Try to master a few skills of our ancestors, even if you only use them on those long, minimalist camping trips. The notion that hunter-gatherers live a heathier and more balanced life than we do in civilization becomes an opportunity to imagine what a better life might look like and allows us to critique the shortcomings of our consumer habits and industrial dependency. If more of us understood how humans lived for most of our tenure on Earth, we could make better decisions about how to live now.

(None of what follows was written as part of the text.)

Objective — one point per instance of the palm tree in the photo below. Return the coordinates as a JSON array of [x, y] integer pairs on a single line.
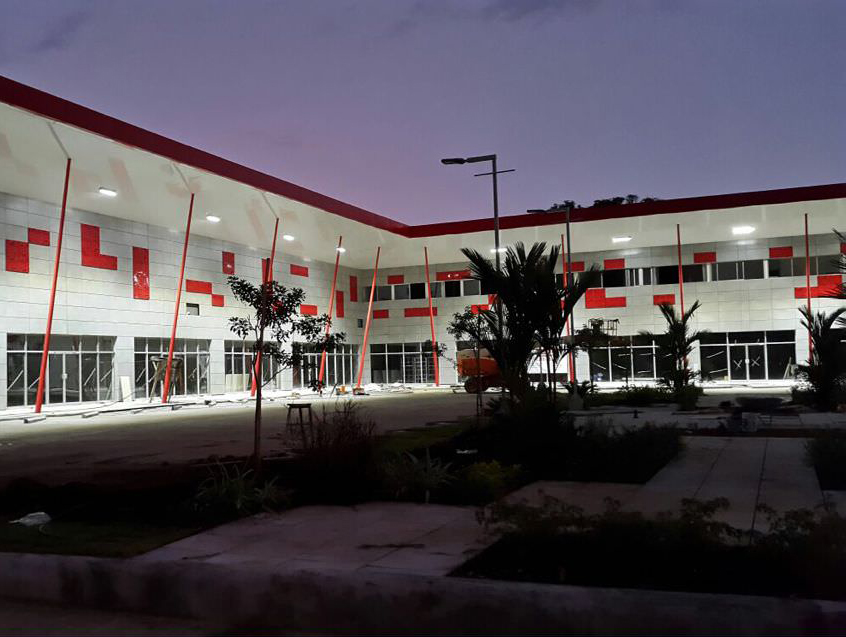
[[527, 300], [825, 371], [676, 344]]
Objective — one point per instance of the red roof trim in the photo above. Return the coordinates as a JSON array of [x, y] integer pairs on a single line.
[[56, 108]]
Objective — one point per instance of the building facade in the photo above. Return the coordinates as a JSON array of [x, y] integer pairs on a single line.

What I know for sure is that the more I unleash myself from the tethers of domestication, the happier I feel. Though I still live in a single-family home far from my relatives, get many of my basic goods from strangers, and use the best hours of my day to work for money, I know better how to return to a state of connectedness in nature, and I live in a mutually supportive community. Knowing that civilized life is just the most recent, flawed iteration of how humans have chosen to live helps me lessen the power that institutional ideas have over my choices. I’m grateful that I now live in a place where no one thinks it’s strange that I pick berries from the roadside, carry a tarp in my trunk in case I find a deer on the high- way, and feed my chickens acorns from the tree above their coop instead of buying feed at the store. I hang out with my neighbors every day, whether we’re riding horses, building gardens, or playing card games late into the night.